No, sitting at home last night, it wasn’t the performance, but NBC’s videotaped Johnny Weir profile that was offensive. We were embarrassed to be watching it with the kids. It wasn't the obvious "in your face" offensiveness they aimed for, either, setting him up as a "flamboyant diva" ice rink version of Loudon Wainwright’s kid. They shot him lounging on a chaise in scenes that were caught somewhere between Bravo and Blueboy. They had him posing in a Soviet CCCP zip-up number. Real hip. Real annoying. They had him driving in his car, playing “What A Girl Wants” on the car radio. What got us was how NBC Sports tried to add to his rebel cred by replaying his interview bite in which Johnny described a fellow skater’s performance as “a vodka shot, let's-snort-coke kind of thing.”

Vodka and cocaine? In the Olympics? C’mon, guys and gals. We get it with the brokeback locker room, drawn-to-skating and Swan Lake standard media message. But throwing in recreational drug references when folks are getting disqualified for using anti-baldness remedies isn’t cool. We were doing enough explaining about Johnny’s lipstick and his final line in the piece, when he sneered that anyone who doesn’t dig his style can “eat it.”

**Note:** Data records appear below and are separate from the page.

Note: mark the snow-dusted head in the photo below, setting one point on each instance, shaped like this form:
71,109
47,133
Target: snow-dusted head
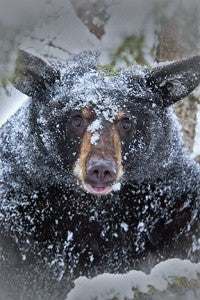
105,129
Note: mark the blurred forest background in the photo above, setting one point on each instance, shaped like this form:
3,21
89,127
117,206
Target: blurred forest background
124,31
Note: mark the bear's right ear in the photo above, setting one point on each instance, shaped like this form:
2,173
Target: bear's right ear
33,76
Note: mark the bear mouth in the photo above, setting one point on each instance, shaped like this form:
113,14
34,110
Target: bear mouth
98,190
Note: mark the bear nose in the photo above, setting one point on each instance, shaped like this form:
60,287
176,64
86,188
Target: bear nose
101,171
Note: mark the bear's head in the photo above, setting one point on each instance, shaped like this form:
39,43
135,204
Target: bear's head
105,129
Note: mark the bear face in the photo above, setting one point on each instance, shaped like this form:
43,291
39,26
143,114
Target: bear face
81,116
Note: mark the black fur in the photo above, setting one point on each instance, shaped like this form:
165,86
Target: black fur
51,230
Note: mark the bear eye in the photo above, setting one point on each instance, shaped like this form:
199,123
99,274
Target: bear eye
126,124
77,121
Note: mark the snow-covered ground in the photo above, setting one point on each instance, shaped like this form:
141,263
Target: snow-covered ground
126,286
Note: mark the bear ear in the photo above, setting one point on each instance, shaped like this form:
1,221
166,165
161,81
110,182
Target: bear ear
33,76
176,80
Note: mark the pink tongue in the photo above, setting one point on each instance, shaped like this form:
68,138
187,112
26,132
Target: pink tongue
98,190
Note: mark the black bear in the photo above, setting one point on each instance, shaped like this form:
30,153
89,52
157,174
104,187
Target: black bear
94,176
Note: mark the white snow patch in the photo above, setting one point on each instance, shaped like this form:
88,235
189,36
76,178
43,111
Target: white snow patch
124,226
108,286
196,147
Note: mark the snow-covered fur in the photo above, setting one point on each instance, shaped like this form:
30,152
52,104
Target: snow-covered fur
51,229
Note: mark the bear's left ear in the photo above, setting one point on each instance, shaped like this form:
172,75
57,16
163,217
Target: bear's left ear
33,76
176,80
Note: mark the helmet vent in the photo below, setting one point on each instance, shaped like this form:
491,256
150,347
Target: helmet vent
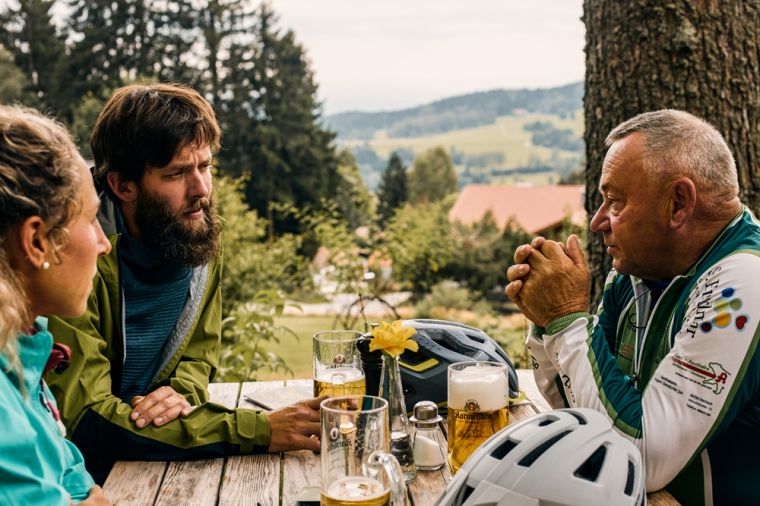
468,490
540,449
581,420
501,451
631,478
590,469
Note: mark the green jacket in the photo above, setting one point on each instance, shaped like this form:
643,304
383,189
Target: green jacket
98,421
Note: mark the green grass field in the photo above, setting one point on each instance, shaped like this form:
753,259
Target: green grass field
297,351
506,135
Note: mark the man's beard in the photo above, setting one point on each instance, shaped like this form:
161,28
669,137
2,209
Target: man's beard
187,242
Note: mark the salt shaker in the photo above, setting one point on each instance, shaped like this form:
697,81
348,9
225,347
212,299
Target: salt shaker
428,440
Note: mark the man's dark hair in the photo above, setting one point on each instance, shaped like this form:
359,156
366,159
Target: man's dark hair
143,126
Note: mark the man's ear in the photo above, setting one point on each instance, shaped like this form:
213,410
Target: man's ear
33,243
126,191
683,201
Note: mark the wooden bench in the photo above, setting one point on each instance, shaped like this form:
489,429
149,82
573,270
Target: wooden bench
272,479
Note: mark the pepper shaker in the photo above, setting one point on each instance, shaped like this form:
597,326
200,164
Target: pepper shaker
428,442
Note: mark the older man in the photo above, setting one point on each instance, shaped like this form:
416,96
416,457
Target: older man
670,357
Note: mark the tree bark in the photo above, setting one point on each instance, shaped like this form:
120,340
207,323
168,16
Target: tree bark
699,56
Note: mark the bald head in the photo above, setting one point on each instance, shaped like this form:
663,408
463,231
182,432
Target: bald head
677,143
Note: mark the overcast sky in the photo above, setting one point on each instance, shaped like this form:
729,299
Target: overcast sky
389,54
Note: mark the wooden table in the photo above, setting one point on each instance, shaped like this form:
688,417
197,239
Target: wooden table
272,479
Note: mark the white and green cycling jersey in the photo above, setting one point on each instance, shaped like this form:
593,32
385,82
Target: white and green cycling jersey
678,374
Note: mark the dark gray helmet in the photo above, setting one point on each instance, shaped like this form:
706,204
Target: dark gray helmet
442,343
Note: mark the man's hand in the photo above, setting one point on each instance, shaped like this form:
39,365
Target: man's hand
160,406
558,283
520,270
96,498
291,428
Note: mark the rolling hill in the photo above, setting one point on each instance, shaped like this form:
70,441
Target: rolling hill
505,136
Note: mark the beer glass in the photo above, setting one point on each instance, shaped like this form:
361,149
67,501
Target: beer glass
478,406
357,467
337,364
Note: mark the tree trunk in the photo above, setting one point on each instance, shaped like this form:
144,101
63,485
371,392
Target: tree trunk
699,56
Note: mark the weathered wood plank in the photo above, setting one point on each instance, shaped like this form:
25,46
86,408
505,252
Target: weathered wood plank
528,385
251,479
300,470
198,481
428,486
276,394
134,483
191,482
254,479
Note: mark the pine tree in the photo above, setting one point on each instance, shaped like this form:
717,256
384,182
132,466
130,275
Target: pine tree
30,36
354,200
13,83
432,176
393,189
274,123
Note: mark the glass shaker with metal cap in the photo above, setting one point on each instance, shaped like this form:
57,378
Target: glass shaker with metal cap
429,443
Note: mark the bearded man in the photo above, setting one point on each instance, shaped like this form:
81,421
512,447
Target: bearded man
149,343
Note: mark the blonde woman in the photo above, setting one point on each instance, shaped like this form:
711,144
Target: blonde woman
50,240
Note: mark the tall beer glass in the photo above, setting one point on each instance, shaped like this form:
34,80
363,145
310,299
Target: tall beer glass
337,364
357,467
478,401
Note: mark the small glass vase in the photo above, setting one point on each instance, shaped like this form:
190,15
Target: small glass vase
400,428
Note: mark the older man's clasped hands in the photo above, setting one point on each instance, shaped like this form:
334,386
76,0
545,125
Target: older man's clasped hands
549,280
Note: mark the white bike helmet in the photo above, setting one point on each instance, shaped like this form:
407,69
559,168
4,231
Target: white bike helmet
562,457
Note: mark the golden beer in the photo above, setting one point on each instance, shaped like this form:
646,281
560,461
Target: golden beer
337,382
355,491
469,429
478,407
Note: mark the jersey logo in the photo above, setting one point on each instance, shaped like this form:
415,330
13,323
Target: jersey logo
723,308
713,376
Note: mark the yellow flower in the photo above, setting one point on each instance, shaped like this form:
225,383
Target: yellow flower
393,338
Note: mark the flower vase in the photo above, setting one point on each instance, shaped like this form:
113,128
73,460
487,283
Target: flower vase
400,428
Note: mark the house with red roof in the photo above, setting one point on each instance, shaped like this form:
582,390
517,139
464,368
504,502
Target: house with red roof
536,209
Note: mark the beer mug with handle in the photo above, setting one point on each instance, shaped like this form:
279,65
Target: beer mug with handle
478,406
337,364
356,465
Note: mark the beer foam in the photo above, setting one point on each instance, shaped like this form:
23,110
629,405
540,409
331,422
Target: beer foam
356,488
489,387
338,375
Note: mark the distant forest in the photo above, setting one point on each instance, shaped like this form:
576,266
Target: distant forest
455,113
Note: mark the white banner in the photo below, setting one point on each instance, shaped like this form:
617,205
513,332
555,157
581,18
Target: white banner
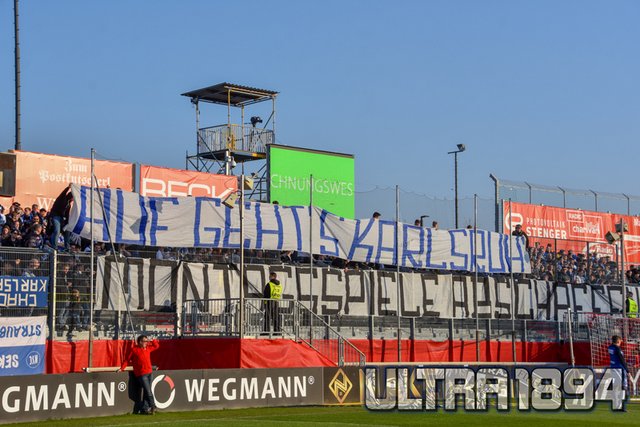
164,285
206,223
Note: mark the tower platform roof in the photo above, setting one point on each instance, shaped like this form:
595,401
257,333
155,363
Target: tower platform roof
231,94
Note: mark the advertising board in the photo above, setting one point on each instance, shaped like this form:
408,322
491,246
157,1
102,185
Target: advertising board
40,178
165,182
573,229
41,397
333,179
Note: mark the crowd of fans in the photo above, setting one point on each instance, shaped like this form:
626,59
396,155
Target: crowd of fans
36,228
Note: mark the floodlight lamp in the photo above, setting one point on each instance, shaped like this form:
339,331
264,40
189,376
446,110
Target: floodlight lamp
230,201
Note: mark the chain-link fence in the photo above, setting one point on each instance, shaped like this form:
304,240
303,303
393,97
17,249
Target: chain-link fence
413,206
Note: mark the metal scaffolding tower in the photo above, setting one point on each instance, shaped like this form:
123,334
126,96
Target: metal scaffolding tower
221,147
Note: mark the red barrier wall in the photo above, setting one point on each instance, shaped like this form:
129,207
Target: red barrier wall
221,353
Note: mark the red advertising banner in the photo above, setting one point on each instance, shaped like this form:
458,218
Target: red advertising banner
40,178
165,182
573,229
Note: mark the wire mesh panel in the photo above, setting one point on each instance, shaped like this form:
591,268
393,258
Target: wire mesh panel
319,335
211,317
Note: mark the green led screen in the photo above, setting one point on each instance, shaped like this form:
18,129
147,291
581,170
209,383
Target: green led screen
333,179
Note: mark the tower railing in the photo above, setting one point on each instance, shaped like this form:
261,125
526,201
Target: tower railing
234,137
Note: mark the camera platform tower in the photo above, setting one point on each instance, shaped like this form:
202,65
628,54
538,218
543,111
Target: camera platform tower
220,148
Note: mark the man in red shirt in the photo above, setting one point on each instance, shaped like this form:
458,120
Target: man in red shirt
140,358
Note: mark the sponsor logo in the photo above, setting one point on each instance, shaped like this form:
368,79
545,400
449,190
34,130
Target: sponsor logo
340,386
233,388
163,404
44,397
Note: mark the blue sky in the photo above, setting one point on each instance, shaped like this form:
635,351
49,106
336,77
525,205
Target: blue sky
542,91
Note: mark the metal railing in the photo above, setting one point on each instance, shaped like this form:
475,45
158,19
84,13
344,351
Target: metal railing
234,137
314,331
269,318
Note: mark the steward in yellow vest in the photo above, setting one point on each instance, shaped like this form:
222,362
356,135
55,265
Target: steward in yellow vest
273,293
631,306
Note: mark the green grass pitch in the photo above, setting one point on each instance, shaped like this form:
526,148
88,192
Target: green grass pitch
359,416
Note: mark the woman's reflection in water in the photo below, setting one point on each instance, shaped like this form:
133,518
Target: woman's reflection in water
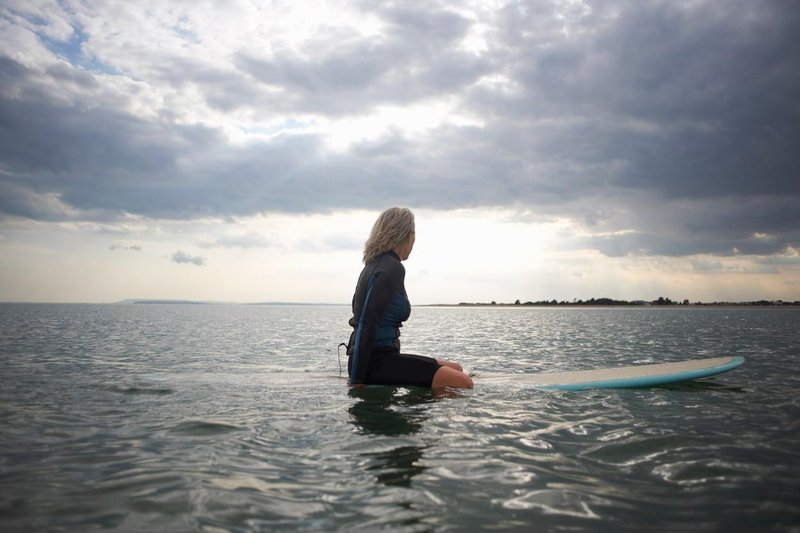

Which brings us to NBC's Olympian signs of aging. Though we don’t have Jim McKay wizening biennially into a Cabbage Patch Kid before our eyes, we now have Bob Costas, NBC’s former smart aleck wonderboy, now about to turn 54, still looking like the little kid sitting up trying to reach the grownup table, but with his babyface lined and hair Grecian Formulaed and looking more like that crazy guy with who used to play the drums in Times Square (see Taxi Driver) than the kid in A Christmas Story. Anyone planning to sign Katie Couric to a long-term contract should turn in to Hi-Def Costas to get a look at the future of perky.

1 comment:

Anonymous said...

My Wit... on Michelle Kwan's Swan Song

Just when you thought it was safe to go out there and avoid a global ice skating scandal-- here she comes!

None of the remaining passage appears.